Solomon Dedicates the Temple -- James Tissot (1902)
With unusual literary skill, the fourth Evangelist weaves the teachings of Jesus with their essential Jewish background, and his subsequent Crucifixion and Resurrection, into a remarkably unified narrative. This narrative has provided Christians over two millennia with an indispensable source of insight into, and reflection upon, the central practice of their faith.
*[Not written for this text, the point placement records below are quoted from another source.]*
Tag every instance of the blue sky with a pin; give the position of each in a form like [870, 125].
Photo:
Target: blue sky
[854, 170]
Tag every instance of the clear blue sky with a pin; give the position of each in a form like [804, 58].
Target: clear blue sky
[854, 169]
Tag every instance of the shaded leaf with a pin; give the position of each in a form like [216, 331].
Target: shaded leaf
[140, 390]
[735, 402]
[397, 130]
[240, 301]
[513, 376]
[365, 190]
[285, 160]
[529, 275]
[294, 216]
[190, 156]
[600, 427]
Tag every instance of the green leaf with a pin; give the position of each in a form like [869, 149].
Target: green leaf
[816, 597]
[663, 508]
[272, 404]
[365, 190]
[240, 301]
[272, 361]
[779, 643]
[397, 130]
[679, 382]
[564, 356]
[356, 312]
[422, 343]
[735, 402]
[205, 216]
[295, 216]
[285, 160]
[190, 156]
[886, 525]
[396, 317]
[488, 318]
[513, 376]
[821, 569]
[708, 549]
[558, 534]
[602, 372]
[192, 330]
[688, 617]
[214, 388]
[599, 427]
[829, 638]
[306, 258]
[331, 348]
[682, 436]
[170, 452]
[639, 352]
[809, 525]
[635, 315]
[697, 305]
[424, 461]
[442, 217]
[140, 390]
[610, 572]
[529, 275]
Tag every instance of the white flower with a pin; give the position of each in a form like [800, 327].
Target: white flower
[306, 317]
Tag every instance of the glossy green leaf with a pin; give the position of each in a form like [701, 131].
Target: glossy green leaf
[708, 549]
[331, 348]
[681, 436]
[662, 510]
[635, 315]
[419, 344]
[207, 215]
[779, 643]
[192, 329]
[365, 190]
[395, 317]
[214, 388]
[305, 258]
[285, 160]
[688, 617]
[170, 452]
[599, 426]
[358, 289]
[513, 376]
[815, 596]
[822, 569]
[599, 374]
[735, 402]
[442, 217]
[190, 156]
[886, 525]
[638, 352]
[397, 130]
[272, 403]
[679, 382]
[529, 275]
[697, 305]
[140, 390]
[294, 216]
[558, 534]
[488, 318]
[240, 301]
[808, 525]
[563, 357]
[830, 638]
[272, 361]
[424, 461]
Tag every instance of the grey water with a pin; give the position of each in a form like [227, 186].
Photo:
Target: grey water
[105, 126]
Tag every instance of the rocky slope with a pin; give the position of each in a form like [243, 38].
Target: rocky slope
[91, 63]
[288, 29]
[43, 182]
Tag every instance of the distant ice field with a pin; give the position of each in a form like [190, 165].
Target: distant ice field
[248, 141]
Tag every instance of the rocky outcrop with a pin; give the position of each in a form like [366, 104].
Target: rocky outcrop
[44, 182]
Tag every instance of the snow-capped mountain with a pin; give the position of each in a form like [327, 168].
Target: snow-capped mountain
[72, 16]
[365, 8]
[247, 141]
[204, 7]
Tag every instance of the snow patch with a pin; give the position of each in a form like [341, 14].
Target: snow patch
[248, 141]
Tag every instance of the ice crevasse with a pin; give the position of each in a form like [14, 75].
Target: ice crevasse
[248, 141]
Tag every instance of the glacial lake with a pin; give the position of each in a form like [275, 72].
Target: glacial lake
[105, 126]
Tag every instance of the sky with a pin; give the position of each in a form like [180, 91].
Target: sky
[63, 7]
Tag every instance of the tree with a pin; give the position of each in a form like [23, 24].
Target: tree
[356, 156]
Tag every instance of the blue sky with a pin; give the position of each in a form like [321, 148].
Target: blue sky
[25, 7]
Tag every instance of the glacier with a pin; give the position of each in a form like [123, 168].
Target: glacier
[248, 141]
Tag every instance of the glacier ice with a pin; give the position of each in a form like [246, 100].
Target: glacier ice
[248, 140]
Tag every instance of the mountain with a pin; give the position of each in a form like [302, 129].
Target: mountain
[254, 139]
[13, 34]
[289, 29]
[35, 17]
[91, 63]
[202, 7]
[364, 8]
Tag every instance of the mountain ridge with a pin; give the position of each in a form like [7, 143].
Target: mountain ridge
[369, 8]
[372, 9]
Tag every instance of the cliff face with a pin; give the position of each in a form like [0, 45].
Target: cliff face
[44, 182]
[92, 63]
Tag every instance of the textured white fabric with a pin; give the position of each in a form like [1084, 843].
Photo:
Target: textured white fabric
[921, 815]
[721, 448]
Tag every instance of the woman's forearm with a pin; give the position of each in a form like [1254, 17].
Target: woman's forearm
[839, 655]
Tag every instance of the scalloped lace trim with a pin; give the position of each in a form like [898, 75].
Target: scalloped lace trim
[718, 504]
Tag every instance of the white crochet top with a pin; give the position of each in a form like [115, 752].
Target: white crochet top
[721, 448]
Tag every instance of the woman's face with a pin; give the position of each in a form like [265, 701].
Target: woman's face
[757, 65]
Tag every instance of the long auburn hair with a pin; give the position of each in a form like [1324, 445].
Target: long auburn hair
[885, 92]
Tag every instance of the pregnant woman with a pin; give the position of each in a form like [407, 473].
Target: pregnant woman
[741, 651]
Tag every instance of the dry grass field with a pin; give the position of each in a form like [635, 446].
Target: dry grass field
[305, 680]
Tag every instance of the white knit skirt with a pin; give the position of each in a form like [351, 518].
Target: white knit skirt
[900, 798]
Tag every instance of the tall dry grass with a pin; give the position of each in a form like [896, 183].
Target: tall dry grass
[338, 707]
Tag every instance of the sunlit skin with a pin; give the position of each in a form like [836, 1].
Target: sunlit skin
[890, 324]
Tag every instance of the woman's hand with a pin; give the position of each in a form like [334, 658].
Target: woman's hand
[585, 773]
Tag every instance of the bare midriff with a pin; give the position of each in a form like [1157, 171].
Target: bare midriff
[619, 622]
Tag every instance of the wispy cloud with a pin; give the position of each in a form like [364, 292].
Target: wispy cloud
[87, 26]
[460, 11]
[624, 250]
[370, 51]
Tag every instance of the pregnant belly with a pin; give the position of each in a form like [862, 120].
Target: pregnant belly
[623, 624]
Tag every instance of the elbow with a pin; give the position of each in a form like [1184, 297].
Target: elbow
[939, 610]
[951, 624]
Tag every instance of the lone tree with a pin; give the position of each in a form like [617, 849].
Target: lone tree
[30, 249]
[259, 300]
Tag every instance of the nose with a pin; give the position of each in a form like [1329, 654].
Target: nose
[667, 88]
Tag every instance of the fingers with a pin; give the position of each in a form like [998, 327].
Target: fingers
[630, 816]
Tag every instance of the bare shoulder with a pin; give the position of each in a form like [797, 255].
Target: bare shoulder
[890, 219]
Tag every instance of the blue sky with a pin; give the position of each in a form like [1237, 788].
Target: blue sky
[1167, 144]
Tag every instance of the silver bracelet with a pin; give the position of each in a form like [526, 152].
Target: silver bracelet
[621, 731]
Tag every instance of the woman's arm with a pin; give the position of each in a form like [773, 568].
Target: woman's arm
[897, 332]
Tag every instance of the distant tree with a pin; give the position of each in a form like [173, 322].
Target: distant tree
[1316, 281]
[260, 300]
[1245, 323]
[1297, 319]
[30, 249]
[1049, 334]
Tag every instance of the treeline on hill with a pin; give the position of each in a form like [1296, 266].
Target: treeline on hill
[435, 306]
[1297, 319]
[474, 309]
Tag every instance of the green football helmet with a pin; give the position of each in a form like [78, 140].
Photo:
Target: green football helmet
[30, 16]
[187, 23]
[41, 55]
In the 'Continuous' Old Testament reading, the story moves from David to Solomon, the most distinguished successor in this royal 'line'. The alternative 'Thematic' readings gesture towards an important connection with the Gospel. The brief references to bread and wine that occur in the short passages from Proverbs and Ephesians alert us to the fact that the Eucharist is not simply a distinctive religious ritual. It is intimately connected with living life wisely.

Tuesday, August 4, 2015

PENTECOST XI 2015

Jesus said, “I am the bread of life”. Taken in isolation, and stripped of its familiarity, this seems an exceptionally strange utterance. What can it mean? The Gospel for this Sunday selects a few verses out of a longer passage which really needs to be read as a whole, since it provides the context within which this strange claim is to be understood. Earlier in the chapter, Jesus chastises the people who have been pursuing him. This is the same crowd of “five thousand” that was miraculously fed from a few loaves and fishes. Jesus rebukes them because they had seen this, not as a spiritual sign, but as a marvelous source of free food.

It is against this background that he makes his assertion, and goes on to contrast the “bread” he has to offer, not just with the free bread the crowd was seeking, but with the manna that saved the Israelites from starvation in the wilderness. The key difference, we might say, is between the means to sustain life, and the source of life itself. It is a deep spiritual error to mistake the bread our bodies need with the “bread” that “endures to eternal life”.

This is a mistake that can be made with the best of intentions. The reference to Jesus as the bread of life is sometimes invoked in connection with Christian action for the alleviation of poverty and destitution -- as it is with the inclusion of Mjassojedow's picture of 'The Bread Line' in the Vanderbilt Library page for this week of the Lectionary (above). This is an indisputably worthy cause. Yet, the spiritual life that Jesus offers is needed by, and available to the poor no less than the prosperous. Wealth is no guarantee of salvation, everyone agrees. But conversely, being on the breadline is no insurmountable obstacle to it. Everyone needs to remember the Mosaic injunction with which Jesus repels the devil – “Man does not live by bread alone”.

John’s Gospel takes the thought further. There is a quite different kind of bread for which we ought to hunger, and it is to be found supremely, and uniquely, in Christ Jesus. Prosperity matters, but not as much as 'the riches of his grace'.